I have to just say, from a very personal level, I'm not about to sit here and indict private equity.  To me, it's just we're getting to a ridiculous point in America, especially that I know I live in a state where pension funds, unions and other people are investing in companies like Bain Capital. If you look at the totality of Bain Capital's record, they've done a lot to support businesses, to grow businesses. And this to me, I'm very uncomfortable with. he last point I'll make is this kind of stuff is nauseating to me on both sides.    It's nauseating to the American public. Enough is enough. Stop attacking private equity.

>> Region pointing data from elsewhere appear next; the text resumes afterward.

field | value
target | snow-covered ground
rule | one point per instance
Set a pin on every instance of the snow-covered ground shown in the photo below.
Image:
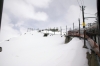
(32, 49)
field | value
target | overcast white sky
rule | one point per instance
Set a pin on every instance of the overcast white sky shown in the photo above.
(18, 15)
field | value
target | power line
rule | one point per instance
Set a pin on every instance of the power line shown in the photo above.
(89, 13)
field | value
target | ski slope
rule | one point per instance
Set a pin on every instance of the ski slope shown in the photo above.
(32, 49)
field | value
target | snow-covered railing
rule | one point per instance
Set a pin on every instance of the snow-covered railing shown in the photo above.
(93, 44)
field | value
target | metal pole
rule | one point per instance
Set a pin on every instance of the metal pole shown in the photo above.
(83, 26)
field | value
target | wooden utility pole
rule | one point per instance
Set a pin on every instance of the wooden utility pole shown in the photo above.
(66, 30)
(84, 26)
(79, 26)
(54, 30)
(1, 9)
(73, 28)
(61, 30)
(98, 20)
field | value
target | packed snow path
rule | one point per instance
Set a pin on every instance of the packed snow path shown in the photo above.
(36, 50)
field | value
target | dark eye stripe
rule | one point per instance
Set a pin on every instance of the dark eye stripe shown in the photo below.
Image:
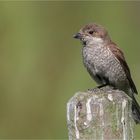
(91, 32)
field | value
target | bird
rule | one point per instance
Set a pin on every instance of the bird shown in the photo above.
(106, 63)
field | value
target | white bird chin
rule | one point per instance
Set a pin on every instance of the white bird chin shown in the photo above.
(97, 40)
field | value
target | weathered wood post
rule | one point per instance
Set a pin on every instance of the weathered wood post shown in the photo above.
(100, 114)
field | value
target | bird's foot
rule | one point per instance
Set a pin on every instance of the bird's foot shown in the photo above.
(102, 86)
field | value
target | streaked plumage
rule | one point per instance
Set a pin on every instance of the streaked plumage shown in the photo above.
(105, 62)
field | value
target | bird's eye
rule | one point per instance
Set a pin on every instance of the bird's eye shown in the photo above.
(91, 32)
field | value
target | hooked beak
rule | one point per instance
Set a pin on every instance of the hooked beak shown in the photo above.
(77, 36)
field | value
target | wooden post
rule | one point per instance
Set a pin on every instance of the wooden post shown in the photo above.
(100, 114)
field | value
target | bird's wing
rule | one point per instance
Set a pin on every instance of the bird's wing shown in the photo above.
(120, 56)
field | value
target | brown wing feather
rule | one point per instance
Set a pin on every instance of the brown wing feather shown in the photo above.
(120, 56)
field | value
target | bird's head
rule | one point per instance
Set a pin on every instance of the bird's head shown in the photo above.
(92, 34)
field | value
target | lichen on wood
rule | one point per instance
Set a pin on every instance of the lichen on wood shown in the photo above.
(100, 114)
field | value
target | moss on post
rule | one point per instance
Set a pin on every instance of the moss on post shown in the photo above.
(100, 114)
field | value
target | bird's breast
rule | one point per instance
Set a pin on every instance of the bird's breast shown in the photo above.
(99, 60)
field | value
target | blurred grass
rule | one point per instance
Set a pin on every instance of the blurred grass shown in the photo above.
(41, 64)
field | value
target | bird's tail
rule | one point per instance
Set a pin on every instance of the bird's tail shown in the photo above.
(136, 111)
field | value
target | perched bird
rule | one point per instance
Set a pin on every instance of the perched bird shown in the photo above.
(105, 62)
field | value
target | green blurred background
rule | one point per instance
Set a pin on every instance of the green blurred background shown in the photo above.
(41, 64)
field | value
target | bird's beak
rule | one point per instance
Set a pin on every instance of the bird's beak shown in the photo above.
(77, 36)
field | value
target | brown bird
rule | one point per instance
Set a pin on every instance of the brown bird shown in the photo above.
(105, 62)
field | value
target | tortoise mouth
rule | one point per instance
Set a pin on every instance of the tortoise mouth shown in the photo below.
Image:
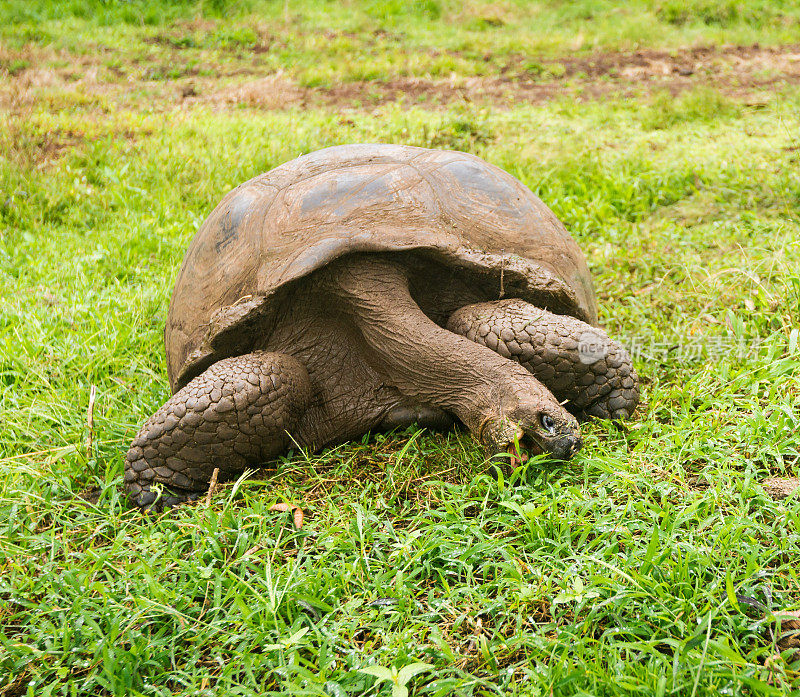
(561, 447)
(522, 450)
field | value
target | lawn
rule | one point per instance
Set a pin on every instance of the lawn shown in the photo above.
(665, 135)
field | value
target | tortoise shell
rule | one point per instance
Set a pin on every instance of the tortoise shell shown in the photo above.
(281, 226)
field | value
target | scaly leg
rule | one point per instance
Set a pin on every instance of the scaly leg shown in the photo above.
(239, 412)
(577, 362)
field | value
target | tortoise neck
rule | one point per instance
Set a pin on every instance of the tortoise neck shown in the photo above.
(415, 355)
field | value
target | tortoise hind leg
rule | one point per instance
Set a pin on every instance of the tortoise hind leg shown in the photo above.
(576, 361)
(239, 412)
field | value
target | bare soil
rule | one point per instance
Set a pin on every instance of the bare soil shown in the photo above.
(750, 74)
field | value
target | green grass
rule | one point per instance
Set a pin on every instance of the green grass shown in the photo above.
(613, 574)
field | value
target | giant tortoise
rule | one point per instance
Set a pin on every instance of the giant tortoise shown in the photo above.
(369, 287)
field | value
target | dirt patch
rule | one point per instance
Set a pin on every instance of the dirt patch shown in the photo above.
(272, 92)
(749, 74)
(740, 72)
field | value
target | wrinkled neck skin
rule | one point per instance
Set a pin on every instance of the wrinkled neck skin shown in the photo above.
(423, 360)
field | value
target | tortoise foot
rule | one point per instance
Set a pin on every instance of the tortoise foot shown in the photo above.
(238, 413)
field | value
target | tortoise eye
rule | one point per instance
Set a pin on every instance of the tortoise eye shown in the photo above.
(547, 422)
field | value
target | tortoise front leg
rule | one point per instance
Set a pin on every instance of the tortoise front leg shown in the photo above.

Stop attacking Jeremiah Wright.

Charles Pierce remembers, and in the run-up to New Jersey's primary elections for United States Senator, remarks

I've forgotten, how many houses did Jeremiah Wright steal out from under their owners? How many toxic mortgages did he foist off on unsuspecting customers while getting rich betting against the same investments? How many pensions did he loot? How close did Jeremiah Wright come to wrecking the entire world economy? This is both-sides-do-it taken to a level of political idiocy. And the reasons you live in a state where unions are investing their pensions in private equity funds — and how'd that work out, by the way? Jeremiah Wright must have stolen all the money. — is because they don't have any choice, because, down through the years, the financial services industry, and its many sublets in various legislatures and under various presidents of the United States, successfully lobbied to break unions and, thereby, end the system of guaranteed pensions provided by your actual employer.

Yet, when the predatory nature of America's business elites threatened to become an actual political issue, Cory Booker leaped to salve the wounded fees-fees of the crooks.

Booker was right- there is something nauseating here, only it goes way beyond Chicago's Jeremiah Wright to New Jersey, whose Democrats are preparing to nominate tomorrow that very Cory Booker to be their candidate to fill the unexpired term of Frank Lautenberg for the U.S. Senate.

And it's not as if there is no alternative.  Three Democrats are running against Booker and two of them, U.S. House members Frank Pallone and Rush Holt are far, far superior alternatives.   Senate Majority Leader Harry Reid, who exercised the senatorial privilege of contempt toward members of the House, anointed Booker in July the next Senator from New Jersey.  Nancy Pelosi, the party's leader in the House of Representatives, home to both Pallone and Holt, has said this:



Nothing: nothing from Nancy Pelosi while Harry Reid gives a de facto endorsement to Newark Mayor Booker.  Apparently, the rot extends beyond Cory Booker to Washington's Democratic establishment, which- for whatever reason(s)- believes experienced, progressive legislators need not apply.